Раскрасневшийся Фома от удивления раскрыл глаза.
Тут игумен взял три яблока, что лежали в вазе на столе, и начал ими ловко жонглировать, постепенно съедая одно из них…
– А меня так научите?
– Почему бы и нет… – говорил и дожевывал яблоко. – Ну что, ты так и будешь стоять в одних трусах? Одевайся, пойдем начинать красивую жизнь…
– В ресторан?
– Не согрешив, не покаешься…
– А можно?
– Мне крестная как-то недавно сказала, что нам все можно, но, правда, не все полезно… Так что сегодня у нас с тобой прощальная гастроль, и возможно, что мы на какое-то время распрощаемся со светской жизнью. А с завтрашнего дня станем штудировать церковные азы… Будешь учить меня азбуке и всему прочему, что должно знать человеку в моем сане. А в конце недели будем принимать монастырь…

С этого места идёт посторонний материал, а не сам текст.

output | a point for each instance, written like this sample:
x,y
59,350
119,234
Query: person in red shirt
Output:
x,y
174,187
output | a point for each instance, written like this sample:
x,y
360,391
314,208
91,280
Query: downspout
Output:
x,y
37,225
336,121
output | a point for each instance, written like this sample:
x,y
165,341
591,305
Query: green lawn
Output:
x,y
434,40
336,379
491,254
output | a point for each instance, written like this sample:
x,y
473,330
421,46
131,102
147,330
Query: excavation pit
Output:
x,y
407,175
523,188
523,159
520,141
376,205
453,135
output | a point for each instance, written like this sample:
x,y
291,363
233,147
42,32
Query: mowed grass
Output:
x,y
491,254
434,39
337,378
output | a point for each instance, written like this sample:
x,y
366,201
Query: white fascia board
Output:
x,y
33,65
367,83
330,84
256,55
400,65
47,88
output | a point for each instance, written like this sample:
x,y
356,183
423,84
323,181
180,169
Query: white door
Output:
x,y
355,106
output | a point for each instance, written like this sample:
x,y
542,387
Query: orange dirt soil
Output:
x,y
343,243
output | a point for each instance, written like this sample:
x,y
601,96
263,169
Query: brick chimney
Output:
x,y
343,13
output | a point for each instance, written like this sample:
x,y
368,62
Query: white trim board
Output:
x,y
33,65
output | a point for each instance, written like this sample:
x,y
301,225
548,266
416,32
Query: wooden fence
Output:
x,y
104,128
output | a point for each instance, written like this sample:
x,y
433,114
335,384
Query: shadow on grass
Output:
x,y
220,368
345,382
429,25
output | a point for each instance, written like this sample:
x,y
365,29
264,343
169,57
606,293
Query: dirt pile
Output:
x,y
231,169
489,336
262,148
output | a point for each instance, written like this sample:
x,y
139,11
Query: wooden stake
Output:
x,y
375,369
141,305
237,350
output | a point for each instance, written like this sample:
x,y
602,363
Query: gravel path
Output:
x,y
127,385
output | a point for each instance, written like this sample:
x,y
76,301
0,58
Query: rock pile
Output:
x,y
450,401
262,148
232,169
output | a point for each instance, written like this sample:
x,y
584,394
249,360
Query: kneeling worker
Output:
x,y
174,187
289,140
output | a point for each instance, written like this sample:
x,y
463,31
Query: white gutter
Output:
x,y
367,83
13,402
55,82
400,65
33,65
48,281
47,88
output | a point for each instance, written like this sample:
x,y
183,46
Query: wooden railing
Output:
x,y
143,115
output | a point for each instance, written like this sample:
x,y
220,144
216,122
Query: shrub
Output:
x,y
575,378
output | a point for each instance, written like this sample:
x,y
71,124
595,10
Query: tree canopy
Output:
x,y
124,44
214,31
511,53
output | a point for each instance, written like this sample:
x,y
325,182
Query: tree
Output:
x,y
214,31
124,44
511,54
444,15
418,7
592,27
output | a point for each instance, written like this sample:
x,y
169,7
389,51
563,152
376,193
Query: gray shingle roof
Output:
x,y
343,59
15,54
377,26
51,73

Фома же, успев облачиться в новый костюм, не слышал Георгия. Он рассматривал себя со всех сторон в огромном гостиничном зеркале. И очевидно, был собой доволен.

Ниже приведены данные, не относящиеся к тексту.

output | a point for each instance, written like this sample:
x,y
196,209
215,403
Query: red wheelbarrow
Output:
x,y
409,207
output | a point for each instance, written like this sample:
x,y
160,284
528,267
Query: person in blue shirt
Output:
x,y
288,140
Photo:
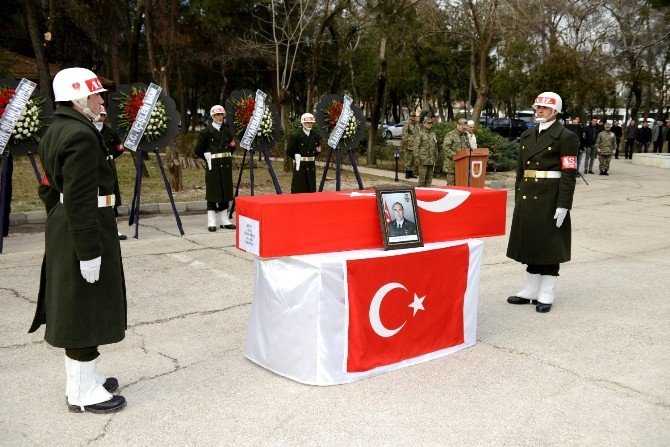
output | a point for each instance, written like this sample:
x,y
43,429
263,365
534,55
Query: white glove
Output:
x,y
90,270
560,216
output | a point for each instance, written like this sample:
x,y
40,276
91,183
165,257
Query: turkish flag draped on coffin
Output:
x,y
397,312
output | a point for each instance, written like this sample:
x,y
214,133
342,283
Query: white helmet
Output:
x,y
549,99
76,83
307,118
216,109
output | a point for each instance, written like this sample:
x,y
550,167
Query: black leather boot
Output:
x,y
518,300
116,403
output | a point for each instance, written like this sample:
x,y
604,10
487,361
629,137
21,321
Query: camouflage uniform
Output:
x,y
409,142
451,145
605,146
427,151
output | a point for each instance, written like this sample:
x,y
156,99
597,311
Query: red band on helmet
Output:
x,y
569,162
93,84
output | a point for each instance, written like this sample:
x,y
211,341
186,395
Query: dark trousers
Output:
x,y
543,269
630,144
83,354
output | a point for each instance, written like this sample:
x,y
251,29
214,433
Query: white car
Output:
x,y
393,131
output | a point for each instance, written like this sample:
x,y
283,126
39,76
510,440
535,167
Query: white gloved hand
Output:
x,y
560,216
90,270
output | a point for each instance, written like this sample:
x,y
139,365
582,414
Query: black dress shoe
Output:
x,y
116,403
111,384
518,300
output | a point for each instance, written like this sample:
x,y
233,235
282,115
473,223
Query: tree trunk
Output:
x,y
174,167
134,43
38,48
381,88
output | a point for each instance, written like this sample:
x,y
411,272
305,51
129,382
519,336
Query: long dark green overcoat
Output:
x,y
79,314
218,180
534,238
303,180
114,147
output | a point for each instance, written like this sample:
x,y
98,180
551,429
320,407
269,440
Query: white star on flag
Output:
x,y
417,304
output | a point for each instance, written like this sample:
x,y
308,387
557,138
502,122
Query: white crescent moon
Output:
x,y
376,304
453,199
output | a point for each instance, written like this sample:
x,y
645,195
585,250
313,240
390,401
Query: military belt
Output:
x,y
530,173
103,201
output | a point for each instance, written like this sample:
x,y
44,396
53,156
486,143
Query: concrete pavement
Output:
x,y
594,371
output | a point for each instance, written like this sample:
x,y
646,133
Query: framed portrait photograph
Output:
x,y
398,217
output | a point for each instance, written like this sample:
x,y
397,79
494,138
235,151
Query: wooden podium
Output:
x,y
478,158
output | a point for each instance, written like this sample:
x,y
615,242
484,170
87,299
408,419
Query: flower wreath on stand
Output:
x,y
32,122
239,110
328,112
163,123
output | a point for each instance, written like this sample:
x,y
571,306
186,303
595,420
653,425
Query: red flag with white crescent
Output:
x,y
397,312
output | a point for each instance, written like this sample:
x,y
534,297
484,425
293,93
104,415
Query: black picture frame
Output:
x,y
409,234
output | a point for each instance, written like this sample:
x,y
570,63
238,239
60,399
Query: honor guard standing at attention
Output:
x,y
427,151
82,297
114,148
605,147
409,142
545,183
452,144
216,145
303,146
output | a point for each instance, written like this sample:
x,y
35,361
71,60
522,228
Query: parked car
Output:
x,y
510,128
393,130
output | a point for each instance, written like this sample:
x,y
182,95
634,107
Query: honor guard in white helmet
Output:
x,y
540,236
82,308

Весь вечер впервые со времен начала войны Георгий и Фома вместе провели в ресторане. Игумен, будучи в светском костюме, совершенно преобразился. В парикмахерской ему аккуратно подровняли бородку, прибрали волосы. Фома смотрел, слушал и запоминал, что и как есть, какими приборами за столом пользоваться. И конечно, немного белого и красного вина. Причем белое – к рыбе, а красное – традиционно – к мясным блюдам.

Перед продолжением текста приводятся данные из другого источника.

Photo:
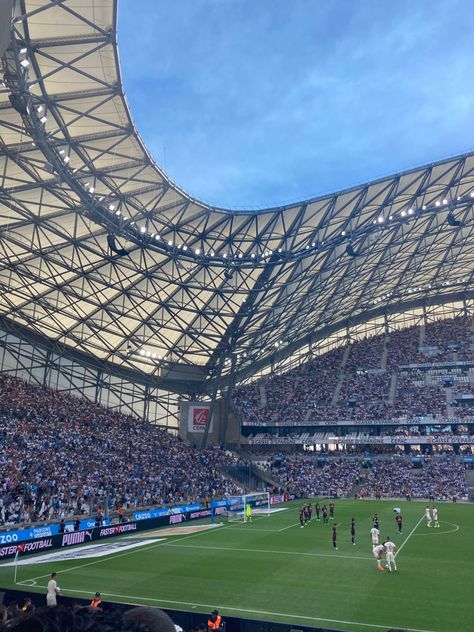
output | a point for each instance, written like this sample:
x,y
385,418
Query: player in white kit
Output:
x,y
390,549
377,551
375,536
53,591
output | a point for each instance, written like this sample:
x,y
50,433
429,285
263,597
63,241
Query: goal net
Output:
x,y
259,502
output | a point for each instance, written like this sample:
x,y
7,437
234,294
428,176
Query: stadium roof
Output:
x,y
198,282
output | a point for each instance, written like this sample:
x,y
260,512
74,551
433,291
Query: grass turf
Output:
x,y
274,570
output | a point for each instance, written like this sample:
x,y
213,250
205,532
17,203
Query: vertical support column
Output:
x,y
228,397
217,382
146,402
98,386
47,366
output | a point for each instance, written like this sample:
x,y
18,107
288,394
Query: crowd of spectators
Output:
x,y
441,477
62,456
303,475
372,384
26,617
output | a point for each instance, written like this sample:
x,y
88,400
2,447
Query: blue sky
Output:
x,y
255,103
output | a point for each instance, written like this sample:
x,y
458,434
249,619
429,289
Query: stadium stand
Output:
x,y
63,456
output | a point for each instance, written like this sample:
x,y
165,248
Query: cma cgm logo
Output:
x,y
200,416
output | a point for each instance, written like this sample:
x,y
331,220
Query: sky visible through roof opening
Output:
x,y
251,104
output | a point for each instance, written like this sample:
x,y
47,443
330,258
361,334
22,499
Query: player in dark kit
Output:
x,y
399,520
325,514
302,517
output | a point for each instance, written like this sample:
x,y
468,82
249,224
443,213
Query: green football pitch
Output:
x,y
274,570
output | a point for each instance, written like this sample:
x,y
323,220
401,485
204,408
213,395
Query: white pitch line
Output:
x,y
289,527
239,609
409,535
266,551
114,557
456,528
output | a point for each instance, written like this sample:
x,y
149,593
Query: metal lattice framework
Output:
x,y
198,283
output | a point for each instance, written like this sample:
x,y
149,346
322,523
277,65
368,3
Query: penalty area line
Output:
x,y
264,551
409,535
245,610
113,556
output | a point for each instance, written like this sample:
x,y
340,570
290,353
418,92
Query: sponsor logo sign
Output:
x,y
118,529
76,537
177,518
198,418
26,547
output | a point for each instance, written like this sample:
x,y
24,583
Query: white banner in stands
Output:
x,y
198,416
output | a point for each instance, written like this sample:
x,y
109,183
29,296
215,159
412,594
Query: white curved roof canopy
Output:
x,y
197,281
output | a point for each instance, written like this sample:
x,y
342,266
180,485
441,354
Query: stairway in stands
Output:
x,y
470,484
342,375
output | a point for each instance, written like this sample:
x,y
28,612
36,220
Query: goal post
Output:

Оркестр заиграл популярные в годы войны мелодии. И Георгий даже один раз пригласил на танец одиноко сидящую молодую женщину. Но только на один танец…
Так, в этот момент игумена Георгия увидела и узнала работница ресторана, которая слушала сегодня его проповедь в храме. И остолбенела от неожиданности, увидев монаха в светском костюме, да еще в зале ресторана.
– Не может быть… Отец игумен… Вы ли это? Да как же можно… – И, потрясенная увиденным, сразу же убежала в свой угол на мойке и теперь ревела там как белуга…
Георгий вошел вслед за ней.
– Не нужно так! – тихо начал он. – Вы же ничего обо мне не знаете. Три года в окопах, и почти каждый день умираешь от страха, теряя друзей, что, умирая у тебя на руках, смотрят с надеждой, а ты ничем не можешь им помочь. Да и сам лишь чудом выжил. Но вот, поверите ли, уже забыл, как пахнет вкус прожаренного бифштекса с луком, звуки живой музыки… Хотя все это не в оправдание. Согласен, что я оступился. Как говорила моя крестная – не иначе как бес попутал. Но вот вы… Если говорить честно, даже не могу понять, как вы-то сумели сохранить в себе эту чистоту, работая в таком месте. А потому, прошу вас, простите меня, Христа ради… И помолитесь за грешного раба Георгия. Очень вас прошу.
И они с Фомой сразу же покинули ресторан.
Неделю спустя в Заумчинском монастыре вся братия: три монаха плюс вернувшиеся с фронта старик-схимник и четыре послушника разных лет – собрались на утреннюю Божественную литургию под началом нового настоятеля.
Фома показал игумену Георгию, где тот должен встать, а сам вынужден был отойти в сторону согласно своему положению.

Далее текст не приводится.